Однажды они пришли в деревню и обнаружили жителей в убогом храме, где люди молились двуликому четверорукому богу. Оказалось, что на днях кто-то из деревенских жителей нечаянно уронил с повозки на проползавшую кобру горшок с углём. Разгневанная кобра стала нападать на людей и перекусала больше десяти человек, из которых пятеро умерли в мучениях. И вот теперь люди молились богу, чтобы он упросил кобру смилостивиться. После жертвоприношения жрец-брахман в сопровождении всех жителей деревни прошествовал к гигантской смоковнице, где была нора змеи, произнёс заклинание и поставил возле отверстия норы горшок прохладного молока. Кобра вскоре показалась между корней, подняв голову, оглядела преклонённую толпу, подползла к горшку и стала пить молоко.

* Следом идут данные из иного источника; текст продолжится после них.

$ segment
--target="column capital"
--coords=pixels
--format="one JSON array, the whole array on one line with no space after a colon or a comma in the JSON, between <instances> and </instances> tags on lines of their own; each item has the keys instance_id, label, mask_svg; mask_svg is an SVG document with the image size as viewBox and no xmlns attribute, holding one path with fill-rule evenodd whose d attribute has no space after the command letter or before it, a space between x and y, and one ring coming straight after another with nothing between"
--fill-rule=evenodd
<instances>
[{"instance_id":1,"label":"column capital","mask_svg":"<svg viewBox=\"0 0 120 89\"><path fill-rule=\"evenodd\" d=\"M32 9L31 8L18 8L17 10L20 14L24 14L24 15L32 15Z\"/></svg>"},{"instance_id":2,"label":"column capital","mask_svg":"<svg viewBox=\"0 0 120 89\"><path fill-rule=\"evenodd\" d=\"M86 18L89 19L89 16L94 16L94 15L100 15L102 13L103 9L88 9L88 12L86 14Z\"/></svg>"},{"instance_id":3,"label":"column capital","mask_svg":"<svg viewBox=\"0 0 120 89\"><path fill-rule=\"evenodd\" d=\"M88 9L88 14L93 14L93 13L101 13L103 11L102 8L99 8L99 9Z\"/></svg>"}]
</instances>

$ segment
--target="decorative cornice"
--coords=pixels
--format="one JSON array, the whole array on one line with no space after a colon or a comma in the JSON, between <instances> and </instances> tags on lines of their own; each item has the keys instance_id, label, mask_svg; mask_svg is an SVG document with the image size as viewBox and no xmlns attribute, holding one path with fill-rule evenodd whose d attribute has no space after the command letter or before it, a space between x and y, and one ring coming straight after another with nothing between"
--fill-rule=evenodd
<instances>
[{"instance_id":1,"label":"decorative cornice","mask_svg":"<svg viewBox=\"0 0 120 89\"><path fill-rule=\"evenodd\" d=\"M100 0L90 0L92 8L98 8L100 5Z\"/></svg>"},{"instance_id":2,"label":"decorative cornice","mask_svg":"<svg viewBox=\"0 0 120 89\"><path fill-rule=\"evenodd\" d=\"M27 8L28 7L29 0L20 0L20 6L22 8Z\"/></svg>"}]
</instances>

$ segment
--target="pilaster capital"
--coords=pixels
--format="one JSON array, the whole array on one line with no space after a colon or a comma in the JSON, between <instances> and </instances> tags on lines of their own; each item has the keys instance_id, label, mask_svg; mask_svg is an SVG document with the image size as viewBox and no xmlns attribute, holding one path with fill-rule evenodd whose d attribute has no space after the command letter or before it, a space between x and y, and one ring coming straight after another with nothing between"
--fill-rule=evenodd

Чтобы чувствовать себя индусом, надо родиться им. Удивительно, на этой благодатной земле, где круглый год можно ходить без одежды, где каждый кустик мог стать ночлегом, а урожаи можно собирать по несколько раз в год, простые люди не чувствовали себя счастливыми, были робки и безответны. Повлияла ли на них созерцательность, столь свойственная индусам? Или религия? А может быть, беспрестанная борьба с лесом отнимала у людей все силы без остатка?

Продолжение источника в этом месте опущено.